One example here shows how what may seem to be crass objectification in Kojima's games is rarely so simple. Ground Zeroes received an enormous backlash following release for the presence of an audio tape, late in the game, that revealed Paz had been repeatedly raped while imprisoned. Her comrade and fellow prisoner Chico was forced to first listen to and then observe these ordeals, and eventually was forced to participate on threat of death.
This met with widespread revulsion, and the suggestion Kojima was trivialising rape for the sake of a plot point or, even worse, as a 'reward' for the player. It was further suggested that a game featuring an antagonist called 'Skullface' shouldn't deal with such taboos (which, as an argument, is a non-starter).
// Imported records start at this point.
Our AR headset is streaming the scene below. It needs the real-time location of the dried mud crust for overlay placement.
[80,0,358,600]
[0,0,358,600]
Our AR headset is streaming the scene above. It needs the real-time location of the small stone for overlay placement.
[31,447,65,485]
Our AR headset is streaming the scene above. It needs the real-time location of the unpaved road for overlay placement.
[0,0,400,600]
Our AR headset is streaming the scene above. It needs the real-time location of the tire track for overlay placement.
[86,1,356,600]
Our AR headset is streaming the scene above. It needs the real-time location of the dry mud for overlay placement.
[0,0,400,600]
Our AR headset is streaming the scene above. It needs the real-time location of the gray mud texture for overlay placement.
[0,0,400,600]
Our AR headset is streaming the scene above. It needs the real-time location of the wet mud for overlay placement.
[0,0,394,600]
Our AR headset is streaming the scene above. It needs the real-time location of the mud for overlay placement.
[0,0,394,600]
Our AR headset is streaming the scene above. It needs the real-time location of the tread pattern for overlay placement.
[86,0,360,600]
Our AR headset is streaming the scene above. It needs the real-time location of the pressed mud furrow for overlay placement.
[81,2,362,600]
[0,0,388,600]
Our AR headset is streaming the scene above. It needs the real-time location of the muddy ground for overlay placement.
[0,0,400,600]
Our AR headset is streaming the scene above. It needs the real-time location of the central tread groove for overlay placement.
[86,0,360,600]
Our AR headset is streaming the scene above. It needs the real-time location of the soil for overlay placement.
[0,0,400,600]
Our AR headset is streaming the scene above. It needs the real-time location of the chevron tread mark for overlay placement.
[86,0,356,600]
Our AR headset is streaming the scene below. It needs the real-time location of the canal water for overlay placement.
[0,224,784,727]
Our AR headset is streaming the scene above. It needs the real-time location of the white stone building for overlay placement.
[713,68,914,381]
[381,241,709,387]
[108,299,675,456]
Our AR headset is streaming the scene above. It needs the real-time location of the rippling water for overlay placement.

Not once was it mentioned that Kojima is explicitly paralleling the rape and torture of Iraqi children by the US military and its allies. There's a harrowing account from an Abu Ghraib detainee of having to listen to an Iraqi boy being raped, a situation paralleled in Ground Zeroes with Chico and Paz. The great investigative journalist Seymour Hersh has spoken of how audio tapes of boys being sodomised in front of their mothers exist "and the worst above all of that is the soundtrack of the boys shrieking that your government has. They are in total terror. It's going to come out."
Hands up if you knew about these abuses perpetrated in the name of freedom and liberty. I didn't either, until Ground Zeroes sent me off looking into the details of US prison camps. Kojima did not put rape into Ground Zeroes for amusement: the game is fictionalising a real-world horror in order to bring attention to it. Don't tell me that armies can rape children, then conspire to hide the evidence, and a creator bringing attention to this in their work is somehow using it as a plot device. Rape may be a taboo but, as any student of history will tell you, it is also a fact of any war. It is fine to have reservations about how Kojima handles the topic, but the attitude he had no right to do so doesn't wash.
The Koj delusion is suffered by both sides. His fans think he can do no wrong, his detractors think he's a wannabe-filmmaker who writes awful dialogue and makes clunky games. I definitely incline towards the former camp, but occasionally - Big Boss's date with Paz in Peace Walker springs to mind - I am disappointed by how childishly perverse Kojima's games can be. In this sense, he's made a rod for his own back: because the Metal Gear games have such a range of tone, moving from the slapstick to the philosophical via the plain crazy, some of the ideas are jarring or unpleasant.
For me, none of this invalidates Kojima's work. No creator is perfect and, if I'm honest, the moments when Metal Gear has stepped over the line seem like a minor part of the overall achievement. That doesn't stop you seeing the Quiet doll and groaning at the sheer crassness of the thing. Kojima clearly has something in mind other than simple objectification, but whether he can manage this from such a starting-point remains to be seen. He may not succeed, but he's one of the few game directors that stands a chance of doing so.
This is the real problem. Our media system of hot takes and instant reactions, circulated through social media, has little room for the multiple layers and nuance of Kojima's themes. Out of context, his designs can be made to look very bad indeed, but the context itself is a barrier - there's just so much of it in any given Metal Gear. Kojima is a game designer who rewards thought, and that's why I'm keeping the faith he'll manage something special. Whatever happens with Quiet, though, will, I guarantee, be more interesting than any hot take can handle.